Muito mais que um técnico

Na última semana o assunto no futebol brasileiro foi a troca de técnicos na Seleção Brasileira. Sai Dunga, entra Tite. Mas será que só isso basta para uma revolução?
Nessa coluna nem vou me aprofundar nas questões administrativas da CBF, e se isso é uma questão fundamental para mudarmos os destinos do futebol nacional. Quero apenas me concentrar na questão técnica da Seleção Brasileira.
tite cbf (2)Não há dúvidas que Tite é muito mais preparado que o seu antecessor. Dunga nunca preencheu os requisitos básicos para comandar a nossa seleção. Não foi técnico de um clube por mais de 8 meses (no Internacional no ano de 2013) e só teve experiências na própria Seleção Nacional (de 2006 a 2010) e, agora, voltando novamente ao cargo, comandando a equipe de 2014 até esse mês.
Já o ex-técnico corintiano tem carreira consolidada desde seu início, em 1990, no modesto Guarany do Rio Grande do Sul. Além, é claro, de títulos e números expressivos ao longo de sua história.
Mas o que Tite terá como desafio é melhorar o fraco desempenho da equipe canarinho nas Eliminatórias Sul-Americanas e classificá-la para a Copa do Mundo de 2018. Tarefa simples? Jamais!
Terá que lidar com uma geração de jogadores mais voltados a serem celebridades que atletas de futebol. Boa parte deles nem vive em território nacional e, assim, parecem não estar envolvidos diretamente com o sentimento nacional, ou até mesmo com os objetivos e necessidades do nosso futebol.
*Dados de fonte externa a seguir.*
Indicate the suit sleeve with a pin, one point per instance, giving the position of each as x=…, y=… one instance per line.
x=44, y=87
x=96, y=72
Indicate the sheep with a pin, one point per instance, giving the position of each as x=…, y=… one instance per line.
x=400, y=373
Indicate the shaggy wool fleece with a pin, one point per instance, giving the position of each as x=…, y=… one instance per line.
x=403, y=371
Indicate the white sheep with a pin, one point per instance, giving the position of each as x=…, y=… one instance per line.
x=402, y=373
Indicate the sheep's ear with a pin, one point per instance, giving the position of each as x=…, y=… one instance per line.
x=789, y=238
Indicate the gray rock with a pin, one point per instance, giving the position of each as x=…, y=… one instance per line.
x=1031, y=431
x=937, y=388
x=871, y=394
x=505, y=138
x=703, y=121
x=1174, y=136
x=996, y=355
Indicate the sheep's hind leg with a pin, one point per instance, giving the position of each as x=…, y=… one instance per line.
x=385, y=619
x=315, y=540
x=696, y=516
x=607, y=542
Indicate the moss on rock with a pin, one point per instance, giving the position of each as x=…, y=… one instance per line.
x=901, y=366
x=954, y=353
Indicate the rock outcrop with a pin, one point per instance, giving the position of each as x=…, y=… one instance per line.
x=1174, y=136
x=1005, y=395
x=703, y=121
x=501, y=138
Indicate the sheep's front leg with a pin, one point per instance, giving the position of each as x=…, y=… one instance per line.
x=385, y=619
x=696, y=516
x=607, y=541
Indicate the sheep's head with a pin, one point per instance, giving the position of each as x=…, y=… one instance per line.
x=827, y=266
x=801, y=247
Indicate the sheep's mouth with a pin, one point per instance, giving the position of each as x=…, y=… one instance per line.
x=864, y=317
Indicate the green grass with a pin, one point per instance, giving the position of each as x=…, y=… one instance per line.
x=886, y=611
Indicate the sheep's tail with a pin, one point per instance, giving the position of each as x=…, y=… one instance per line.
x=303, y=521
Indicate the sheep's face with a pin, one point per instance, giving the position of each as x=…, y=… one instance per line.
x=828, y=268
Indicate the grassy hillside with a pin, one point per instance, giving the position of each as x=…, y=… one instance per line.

Uma geração que não sabe enfrentar críticas e cobranças, pois muitas vezes nos dão o sentimento que estão acima das tradições da camisa verde-amarela.
Tite terá a dura missão de exigir envolvimento ao extremo. E cobrá-los. E não convocá-los, se essa for a melhor solução. A meta é chegar à Copa. Independente de chamar os “estrangeiros” ou não. O gaúcho deverá ser muito mais um gestor de pessoas que um estrategista em campo, o que, aliás, é especialista.
Que se faça uma reavaliação de conceitos em nossa Seleção e que só vistam essa camisa – que já teve Pelé e Zico vestindo a imortal camisa 10 – aqueles que realmente a respeitarem. E, mais que tudo, souberem entender que, ainda, a Seleção está acima de qualquer um deles.
Boa sorte Tite! A missão é sua!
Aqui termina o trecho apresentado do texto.